Keys to Achieving High Screening Rates for Patients with Diabetes- A Large Clinic Perspective

August 5, 2015   |  Tags: Blog   |  Tags: Team Based Care , Chronic Disease Management , Patient Engagement , Portland , Patient Portal
The Portland Clinic

When it comes to caring for people with diabetes, The Portland Clinic is lucky to have many physician champions that advocate for proper self-management. Some of our physicians had mentors before them that encouraged proactive follow-up for patients with diabetes. This sort of focus is important and because of their focus and efforts, The Portland Clinic continues to strive for great outcomes for patients with diabetes. We have dedicated nurse practitioners and a registered nurse who focus specifically on patients with diabetes. We also provide two different informational classes as well as education options, such as insulin pump training.

When a patient with diabetes is seen at our clinic, the patient's primary care provider will work with them to decide if they need a more specialized approach to manage their care. The educational classes we offer are for patients with pre-diabetes, newly diagnosed with diabetes, or for continued support. If a patient is struggling with managing their diabetes and getting their blood sugar levels to a recommended level, we suggest enrolling the patient in an education class. Sometimes group classes, rather than a follow-up office visit can be more effective for the patient.

Part of our success means continually assessing where we are and adapting and refining our methods. We are currently working on having outside sources come in and do additional training for the primary care providers. This training will focus on helping the providers assess their ability to identify patients who may have additional needs, and their comfort level with addressing needs that arise. In order to make this even more worthwhile for our providers, we plan on offering  CEUs.

We are taking a team approach when it comes to our patient care, which means we involve all clinic staff members. Sometimes patients with diabetes have difficulty accessing care. To make it more feasible for the patient we attempt to meet a variety of needs in just one visit to the clinic. This may mean scheduling their lab work, ophthalmology appointment, foot care, etc. back-to-back so the patient doesn't have to juggle multiple appointment trips. We have encountered some challenges as we work with particularly complex patients, but we have found that everything runs smoother when you get everyone on board to work as a team. It is essential to have the common goal of the best care possible for the patient.

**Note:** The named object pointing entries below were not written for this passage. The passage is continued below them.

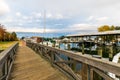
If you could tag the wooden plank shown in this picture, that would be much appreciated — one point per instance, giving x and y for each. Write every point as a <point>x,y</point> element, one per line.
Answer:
<point>98,63</point>
<point>30,66</point>
<point>102,74</point>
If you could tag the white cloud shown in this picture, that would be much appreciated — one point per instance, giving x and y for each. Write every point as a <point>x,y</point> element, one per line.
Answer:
<point>20,29</point>
<point>18,14</point>
<point>102,18</point>
<point>36,14</point>
<point>83,27</point>
<point>6,20</point>
<point>4,8</point>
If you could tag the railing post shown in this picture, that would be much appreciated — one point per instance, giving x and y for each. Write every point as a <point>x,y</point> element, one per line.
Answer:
<point>91,74</point>
<point>52,58</point>
<point>84,72</point>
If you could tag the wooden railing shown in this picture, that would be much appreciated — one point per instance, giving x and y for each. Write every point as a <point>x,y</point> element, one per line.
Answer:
<point>77,66</point>
<point>6,61</point>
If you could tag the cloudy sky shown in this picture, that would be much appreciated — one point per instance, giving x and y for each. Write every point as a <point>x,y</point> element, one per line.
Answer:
<point>61,15</point>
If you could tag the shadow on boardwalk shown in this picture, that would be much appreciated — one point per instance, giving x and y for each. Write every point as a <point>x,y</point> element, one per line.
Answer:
<point>30,66</point>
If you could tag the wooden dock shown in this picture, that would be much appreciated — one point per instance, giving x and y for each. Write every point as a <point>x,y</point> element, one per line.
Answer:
<point>30,66</point>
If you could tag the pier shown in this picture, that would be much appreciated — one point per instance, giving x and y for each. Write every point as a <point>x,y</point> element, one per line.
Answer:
<point>39,62</point>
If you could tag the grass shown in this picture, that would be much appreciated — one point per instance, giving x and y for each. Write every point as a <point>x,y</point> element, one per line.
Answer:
<point>4,45</point>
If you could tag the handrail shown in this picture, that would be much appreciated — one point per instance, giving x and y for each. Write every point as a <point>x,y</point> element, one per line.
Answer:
<point>6,61</point>
<point>93,64</point>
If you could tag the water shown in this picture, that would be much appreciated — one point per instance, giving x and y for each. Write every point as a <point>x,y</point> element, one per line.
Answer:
<point>30,34</point>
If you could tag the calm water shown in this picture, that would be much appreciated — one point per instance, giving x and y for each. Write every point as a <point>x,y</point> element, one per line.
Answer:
<point>30,34</point>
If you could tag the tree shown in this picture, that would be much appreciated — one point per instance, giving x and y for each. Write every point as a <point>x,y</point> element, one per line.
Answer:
<point>117,28</point>
<point>2,32</point>
<point>112,27</point>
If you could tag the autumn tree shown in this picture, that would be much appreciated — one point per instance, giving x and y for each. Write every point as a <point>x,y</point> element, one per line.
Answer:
<point>2,32</point>
<point>6,36</point>
<point>103,28</point>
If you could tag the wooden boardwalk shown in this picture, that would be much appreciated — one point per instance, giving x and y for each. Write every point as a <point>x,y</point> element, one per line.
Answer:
<point>30,66</point>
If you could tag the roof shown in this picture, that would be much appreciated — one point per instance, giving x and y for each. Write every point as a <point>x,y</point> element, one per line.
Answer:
<point>116,32</point>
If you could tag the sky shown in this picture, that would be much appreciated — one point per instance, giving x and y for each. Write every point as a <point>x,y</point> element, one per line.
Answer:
<point>62,16</point>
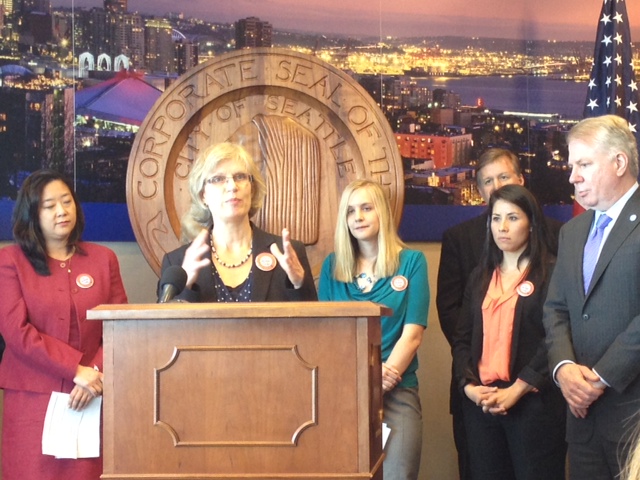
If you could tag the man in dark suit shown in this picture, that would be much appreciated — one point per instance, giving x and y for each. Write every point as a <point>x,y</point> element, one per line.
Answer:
<point>593,331</point>
<point>461,250</point>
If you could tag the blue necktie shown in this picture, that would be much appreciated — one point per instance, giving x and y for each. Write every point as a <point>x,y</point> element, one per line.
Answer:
<point>591,249</point>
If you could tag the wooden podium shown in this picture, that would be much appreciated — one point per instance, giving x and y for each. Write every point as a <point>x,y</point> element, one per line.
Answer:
<point>242,391</point>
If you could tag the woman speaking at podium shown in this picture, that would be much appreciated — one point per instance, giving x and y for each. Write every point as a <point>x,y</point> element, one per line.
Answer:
<point>228,258</point>
<point>370,263</point>
<point>49,279</point>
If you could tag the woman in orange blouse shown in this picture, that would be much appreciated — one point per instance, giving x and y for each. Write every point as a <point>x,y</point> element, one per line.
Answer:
<point>514,415</point>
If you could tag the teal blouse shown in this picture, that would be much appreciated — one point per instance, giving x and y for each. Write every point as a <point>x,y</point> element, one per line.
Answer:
<point>410,305</point>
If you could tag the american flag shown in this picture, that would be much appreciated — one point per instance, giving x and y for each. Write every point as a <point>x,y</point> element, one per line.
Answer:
<point>612,85</point>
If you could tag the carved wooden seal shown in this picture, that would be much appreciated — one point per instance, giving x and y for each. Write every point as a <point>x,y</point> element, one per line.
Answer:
<point>311,128</point>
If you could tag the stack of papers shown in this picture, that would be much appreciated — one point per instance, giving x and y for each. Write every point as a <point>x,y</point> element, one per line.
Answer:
<point>69,433</point>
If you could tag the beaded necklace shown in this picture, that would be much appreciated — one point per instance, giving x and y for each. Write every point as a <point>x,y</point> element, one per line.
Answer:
<point>228,265</point>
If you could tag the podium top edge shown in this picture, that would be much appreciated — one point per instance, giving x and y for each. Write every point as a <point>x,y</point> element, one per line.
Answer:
<point>172,311</point>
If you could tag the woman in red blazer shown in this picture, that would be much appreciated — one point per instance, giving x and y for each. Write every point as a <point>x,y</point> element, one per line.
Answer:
<point>513,414</point>
<point>49,279</point>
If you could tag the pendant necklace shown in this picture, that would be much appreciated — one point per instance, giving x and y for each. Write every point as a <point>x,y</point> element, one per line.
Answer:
<point>363,281</point>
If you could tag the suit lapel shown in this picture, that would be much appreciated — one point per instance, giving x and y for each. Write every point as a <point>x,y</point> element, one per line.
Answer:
<point>261,279</point>
<point>576,244</point>
<point>627,222</point>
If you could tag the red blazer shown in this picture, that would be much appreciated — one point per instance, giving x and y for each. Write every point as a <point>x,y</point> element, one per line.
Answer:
<point>35,316</point>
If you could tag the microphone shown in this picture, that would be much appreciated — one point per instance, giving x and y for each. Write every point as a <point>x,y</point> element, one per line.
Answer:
<point>172,283</point>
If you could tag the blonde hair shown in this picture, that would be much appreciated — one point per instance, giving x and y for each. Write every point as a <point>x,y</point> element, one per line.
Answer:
<point>199,216</point>
<point>346,246</point>
<point>631,467</point>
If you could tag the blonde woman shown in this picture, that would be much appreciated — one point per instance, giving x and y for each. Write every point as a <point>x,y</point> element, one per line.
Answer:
<point>370,263</point>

Both HbA1c and kidney disease screenings need to be done on a regular basis, and measuring whether it is done, has helped us refine our process over time. Our clinics decided to eliminate the confusion over when the screening needed to be done by setting health maintenance reminders in our electronic medical record. Now we focus our efforts on getting the screening done versus determining when the screening should be done. When a patient comes in, the system lets the provider know which screenings are due; this helps us streamline our patient care, and it is getting more robust as time goes on and we continue to make improvements.

The last and most important key is our online patient portal. Many electronic medical record systems offer this feature, and it really helps the patient to access their own health information. Patient engagement is a huge part of the health care equation. With education, provider instruction, and access to their own information, our goal is really to get to a point where the patient can practice self-management using all of these tools. There is so much that goes on in our patients’ lives, and our providers only see them for a fraction of their day, week, or month.

Each year the Oregon Health Care Quality Corporation (Q Corp) produces Information for a Healthy Oregon, a statewide report on health care quality and utilization. The report analyzes claims data across populations to identify opportunities for improving the quality, affordability, and patient experience of care. For this year’s report we interviewed top performing practices to learn what they have done to achieve high screening rates. Stay tuned for the release of this year’s report later this summer; it will be available for download on the Q Corp website. Tara Bergeron from The Portland Clinic – Yamhill shared the keys to the clinic’s high performance on quality measures for Diabetes Blood Sugar (HbA1c) and Diabetes Kidney Disease screenings.

The Portland Clinic has been recognized as a Patient Centered Primary Care Home through the Oregon Health Authority's Patient-Centered Primary Care Home Program. The Portland Clinic is also part of the Portland Coordinated Care Association (PCCA), a network of independent medical groups in Portland that pool resources to help lower costs, improve quality outcomes and prefect the patient experience.